Nel 2007 Michele ha pensato di fare un gruppo di professionisti, chiamato “Pop Sound”, formato da Germano Lustri con il basso e la tastiera, Matteo Di Maggio alla voce e al pianoforte, Peppino Blenx al basso e Michele alla chitarra. La band era composta dalle due cantanti Mariassunta Peres e Grazia Di Paola. Alla batteria Emanuel Castelluccia, per il quale Michele ci ricorda “era una bomba, non ho mai suonato così bene come quando stava Emanuel Castelluccia”.

Formazione completa dei Pop Sound

La Bottega degli Antichi Suoni (2018)

Ultimamente ha avuto delle proposte per esibirsi a delle serate musicali in piazza a Rodi Garganico. Da ciò ha costituito una nuova band con il nome che è tutto un programma “La Bottega degli Antichi Suoni” che è attualmente attiva. Difatti troviamo al mandolino Sebastiano Fazzini, alla fisarmonica Rocco di Rodi e Michele alla chitarra.

Durante le loro esibizioni sono state eseguite anche delle riprese da Rai 3 per il programma “Geo&Geo”, e verranno trasmesse in onda per il prossimo ottobre.

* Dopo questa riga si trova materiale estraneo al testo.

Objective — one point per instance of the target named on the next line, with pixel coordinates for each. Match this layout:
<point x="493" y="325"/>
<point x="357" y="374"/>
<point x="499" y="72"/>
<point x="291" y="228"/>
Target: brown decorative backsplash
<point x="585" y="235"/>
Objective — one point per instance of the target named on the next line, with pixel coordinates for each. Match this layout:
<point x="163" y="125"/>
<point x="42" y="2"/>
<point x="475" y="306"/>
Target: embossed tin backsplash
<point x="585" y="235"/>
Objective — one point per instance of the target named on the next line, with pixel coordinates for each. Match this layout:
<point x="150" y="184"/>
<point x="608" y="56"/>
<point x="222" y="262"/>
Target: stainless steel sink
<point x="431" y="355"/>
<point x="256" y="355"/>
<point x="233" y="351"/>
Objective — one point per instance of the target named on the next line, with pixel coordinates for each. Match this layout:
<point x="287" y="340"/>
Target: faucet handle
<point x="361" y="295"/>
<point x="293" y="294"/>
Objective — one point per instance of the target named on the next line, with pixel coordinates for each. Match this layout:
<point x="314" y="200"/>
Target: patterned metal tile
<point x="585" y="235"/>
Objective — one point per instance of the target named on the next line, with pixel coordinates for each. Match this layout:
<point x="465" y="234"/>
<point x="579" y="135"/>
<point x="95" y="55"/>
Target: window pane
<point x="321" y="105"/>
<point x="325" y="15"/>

Il concerto per festeggiare i 50 anni di carriera

Michele Castelluccia ha creato in questo piccolo paese quale è Ischitella un movimento di grandi musicisti, di ragazzi che si sono avvicinati al mondo della musica. Inoltre bisogna ricordare che gran parte dei suoi ultimi concerti ad Ischitella sono stati svolti in beneficenza, dando sempre una mano alle festività del paese.

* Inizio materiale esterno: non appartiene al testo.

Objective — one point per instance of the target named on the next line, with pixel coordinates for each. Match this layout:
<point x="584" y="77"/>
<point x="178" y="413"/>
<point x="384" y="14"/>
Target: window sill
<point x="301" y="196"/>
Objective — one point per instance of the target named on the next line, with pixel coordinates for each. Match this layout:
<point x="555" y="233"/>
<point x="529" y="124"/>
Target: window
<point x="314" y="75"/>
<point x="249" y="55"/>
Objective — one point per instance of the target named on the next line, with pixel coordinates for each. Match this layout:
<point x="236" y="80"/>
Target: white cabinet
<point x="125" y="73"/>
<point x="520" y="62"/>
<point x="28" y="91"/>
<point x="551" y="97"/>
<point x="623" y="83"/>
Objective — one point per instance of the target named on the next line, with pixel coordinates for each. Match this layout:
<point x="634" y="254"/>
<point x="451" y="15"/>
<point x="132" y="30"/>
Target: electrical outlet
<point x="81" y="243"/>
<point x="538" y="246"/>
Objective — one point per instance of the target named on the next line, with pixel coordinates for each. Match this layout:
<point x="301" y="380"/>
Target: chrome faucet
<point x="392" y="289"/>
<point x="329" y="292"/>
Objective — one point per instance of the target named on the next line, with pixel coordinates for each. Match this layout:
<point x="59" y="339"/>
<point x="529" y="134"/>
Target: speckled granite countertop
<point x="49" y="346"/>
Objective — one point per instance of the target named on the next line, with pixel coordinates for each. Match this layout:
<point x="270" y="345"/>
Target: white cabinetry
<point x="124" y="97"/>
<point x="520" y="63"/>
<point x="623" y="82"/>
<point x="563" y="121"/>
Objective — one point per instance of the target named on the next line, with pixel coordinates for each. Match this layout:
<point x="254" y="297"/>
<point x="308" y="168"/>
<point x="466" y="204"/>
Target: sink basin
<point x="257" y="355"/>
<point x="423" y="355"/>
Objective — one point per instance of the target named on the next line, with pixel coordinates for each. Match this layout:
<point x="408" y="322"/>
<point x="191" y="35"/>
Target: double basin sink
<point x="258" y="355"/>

Ad omaggiare questo successo sarà un grande concerto in piazza ad Ischitella per il prossimo 13 agosto, presentato dal suo amico Giovanni La Malva. Quest’anno sarà un evento particolare perché Michele compie non solo cinquantanni di carriera, ma anche di passione per la musica e ad accompagnarlo saranno proprio i suoi amici nonché componenti delle band qui sopra elencate.

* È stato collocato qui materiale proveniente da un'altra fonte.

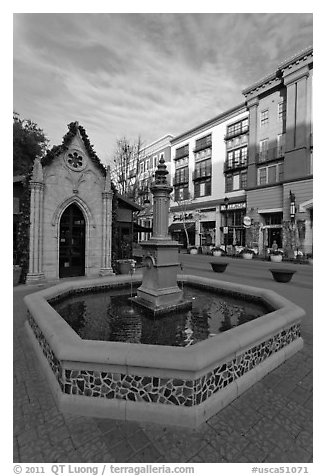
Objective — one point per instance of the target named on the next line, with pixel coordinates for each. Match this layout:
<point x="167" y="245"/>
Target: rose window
<point x="75" y="160"/>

Michele Castelluccia e Giovanni La Malva ci salutano con la raccomandazione di essere presenti tutti in piazza per il concerto, per trascorrere una bellissima serata di ricordi coprendo i cinquantanni di musica della “Chitarra nel Gargano”.

La locandina dell’evento del 13 agosto

3 Commenti

  1. guardato…letto…e confermo con attenzione !! tutto è cronologicamente esatto…. solo 2 rettifiche ” le origini ” no salvatore Miglionico… ma ARMANDO Miglionico, franco TOZZI si …frequentava IPSIA a Ischitella e non le scuole a Vico— tutto il resto è la bellissima carriera storica musicale di Michele Castelluccia… e la sua passione per la musica e la sua bravura….!!! chi vive per un ideale…è un uomo che vive !!